# Locating Pin on seat retaining stud



## surveyor (Apr 1, 2013)

Hi folks,

I'm a newbie to the tractor scene and have run into something that nobody seems to know about. I have a Ford 3600 and am trying to start into a little restoranion. On removing the seat assembly, the rear retaining stud came out completely as the nut was seized. It then became obvious that the stud was also some kind of locating pin. My problem now is that the pin won't go back into place as the lower hole (inside the Lift Cover) has moved forward. I can see down into the hole of the Lift Cover and only the back 1/3 of the lower hole is visible. 

If I force the Yoke of the Draft Control Main Spring Assembly forward a little the bottom hole does move but now enough to allow the pin/stud to screw down in.

I have the I&T Shop Manual but it doesn't refer to this pin in any way. 

The tractor is a European model (but not British, I think they were made in Antwerp ???). I live in Northern Ireland and it would appear that the UK and Ireland have many British and European models on the go.

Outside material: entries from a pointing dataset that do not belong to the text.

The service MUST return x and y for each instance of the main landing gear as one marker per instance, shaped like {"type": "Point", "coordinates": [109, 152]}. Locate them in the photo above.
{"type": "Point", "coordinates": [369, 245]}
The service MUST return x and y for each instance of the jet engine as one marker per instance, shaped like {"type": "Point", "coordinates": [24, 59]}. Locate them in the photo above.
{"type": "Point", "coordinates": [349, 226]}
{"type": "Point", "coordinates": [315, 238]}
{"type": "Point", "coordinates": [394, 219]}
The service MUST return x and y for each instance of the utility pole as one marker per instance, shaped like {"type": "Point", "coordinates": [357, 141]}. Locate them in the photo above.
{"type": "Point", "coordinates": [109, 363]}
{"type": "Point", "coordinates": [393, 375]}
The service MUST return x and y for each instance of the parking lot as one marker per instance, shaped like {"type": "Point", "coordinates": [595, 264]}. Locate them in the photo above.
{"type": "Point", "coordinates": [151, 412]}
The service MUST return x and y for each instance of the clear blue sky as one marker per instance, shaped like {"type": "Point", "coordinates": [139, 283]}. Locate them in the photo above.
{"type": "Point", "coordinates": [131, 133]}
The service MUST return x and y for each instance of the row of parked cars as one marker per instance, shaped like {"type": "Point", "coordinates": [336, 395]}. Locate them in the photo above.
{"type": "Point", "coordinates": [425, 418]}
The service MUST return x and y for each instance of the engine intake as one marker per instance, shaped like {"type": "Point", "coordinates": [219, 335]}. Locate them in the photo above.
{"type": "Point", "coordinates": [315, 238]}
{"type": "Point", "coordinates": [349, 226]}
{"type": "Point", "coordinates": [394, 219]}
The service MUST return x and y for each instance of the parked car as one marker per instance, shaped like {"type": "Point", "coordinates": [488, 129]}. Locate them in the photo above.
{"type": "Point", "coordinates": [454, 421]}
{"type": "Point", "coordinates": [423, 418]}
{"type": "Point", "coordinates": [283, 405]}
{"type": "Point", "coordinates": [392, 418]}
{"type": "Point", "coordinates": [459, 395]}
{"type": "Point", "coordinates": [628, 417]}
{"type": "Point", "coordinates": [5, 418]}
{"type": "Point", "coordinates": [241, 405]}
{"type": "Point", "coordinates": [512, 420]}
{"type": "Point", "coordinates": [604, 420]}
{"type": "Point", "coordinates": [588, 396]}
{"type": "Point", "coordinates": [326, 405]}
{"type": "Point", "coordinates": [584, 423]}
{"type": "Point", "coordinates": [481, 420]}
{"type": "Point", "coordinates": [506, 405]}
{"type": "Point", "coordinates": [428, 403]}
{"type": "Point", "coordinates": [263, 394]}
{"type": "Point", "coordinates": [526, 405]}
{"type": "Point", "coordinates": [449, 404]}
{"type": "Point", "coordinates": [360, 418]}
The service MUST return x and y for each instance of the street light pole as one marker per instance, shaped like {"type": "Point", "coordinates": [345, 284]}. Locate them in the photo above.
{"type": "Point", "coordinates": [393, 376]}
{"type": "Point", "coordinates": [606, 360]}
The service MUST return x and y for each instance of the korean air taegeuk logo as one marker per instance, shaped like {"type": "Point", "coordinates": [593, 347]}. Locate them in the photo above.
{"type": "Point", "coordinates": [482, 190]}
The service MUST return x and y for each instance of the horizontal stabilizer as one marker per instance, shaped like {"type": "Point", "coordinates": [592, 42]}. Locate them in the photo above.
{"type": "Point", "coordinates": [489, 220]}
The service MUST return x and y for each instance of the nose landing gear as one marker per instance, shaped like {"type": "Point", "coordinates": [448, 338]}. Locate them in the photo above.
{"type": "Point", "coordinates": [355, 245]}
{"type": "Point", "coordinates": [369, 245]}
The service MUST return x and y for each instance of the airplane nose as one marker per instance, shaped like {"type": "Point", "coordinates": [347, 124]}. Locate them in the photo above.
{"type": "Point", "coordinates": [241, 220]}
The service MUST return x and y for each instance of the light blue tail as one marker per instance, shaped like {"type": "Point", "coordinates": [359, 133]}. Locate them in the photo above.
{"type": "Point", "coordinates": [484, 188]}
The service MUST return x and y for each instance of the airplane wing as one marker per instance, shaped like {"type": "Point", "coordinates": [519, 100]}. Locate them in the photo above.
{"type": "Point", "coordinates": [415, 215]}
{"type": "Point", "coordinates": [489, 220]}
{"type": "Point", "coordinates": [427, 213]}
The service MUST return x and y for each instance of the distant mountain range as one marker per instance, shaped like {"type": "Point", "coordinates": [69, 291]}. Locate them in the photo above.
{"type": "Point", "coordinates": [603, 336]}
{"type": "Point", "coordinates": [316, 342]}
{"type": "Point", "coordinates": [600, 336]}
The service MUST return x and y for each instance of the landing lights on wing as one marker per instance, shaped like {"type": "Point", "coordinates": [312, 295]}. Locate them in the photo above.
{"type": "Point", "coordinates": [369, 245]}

Does anybody have an idea how to correct this.


----------



## farmertim (Dec 1, 2010)

Welcome to the forum Surveyor...
I can't help with your problem but with the comprehensive description you have provided, hopefully someone can help, we have got some English/Europeans on the forum so you never know...
Hope you get an answer soon.
Cheers


----------



## surveyor (Apr 1, 2013)

Many thanks for the welcome mate.


----------



## Big_T (Dec 1, 2011)

Howdy Surveyor,

Attached are two diagrams illustrating the lift linkage and lift cover for your tractor. The internal piece that has shifted on you is part of the draft control system. I do not see the piece that has shifted on the diagrams. Try prying with a long prybar on the rocker (item #1 on the linkage diagram). Use the top link pin to pry against. Put both lift levers in the "down" position. Get a buddy to pry on it while you try to put the locator pin back in. Go gently at first to get a feel for movement (it may not be a difficult task??)

If that doesn't work, the rocker may be frozen (pin #2 rusted in place??). Pin #4 should be loose. Remove pin #4 and see if you can get movement. 

Let us know how it works out for you. We can go deeper into this project, but let's try the simple things first.


----------



## surveyor (Apr 1, 2013)

*On the money*

You were right on the money Big_T (my new best mate). It just needed a little more force on the yoke to bring it back into place. What I thought was a hole is actually a locating slot in the Plunger which is the same width as the pin.

Many thanks, that's a beer I owe you the next time you're in my part of the world.


----------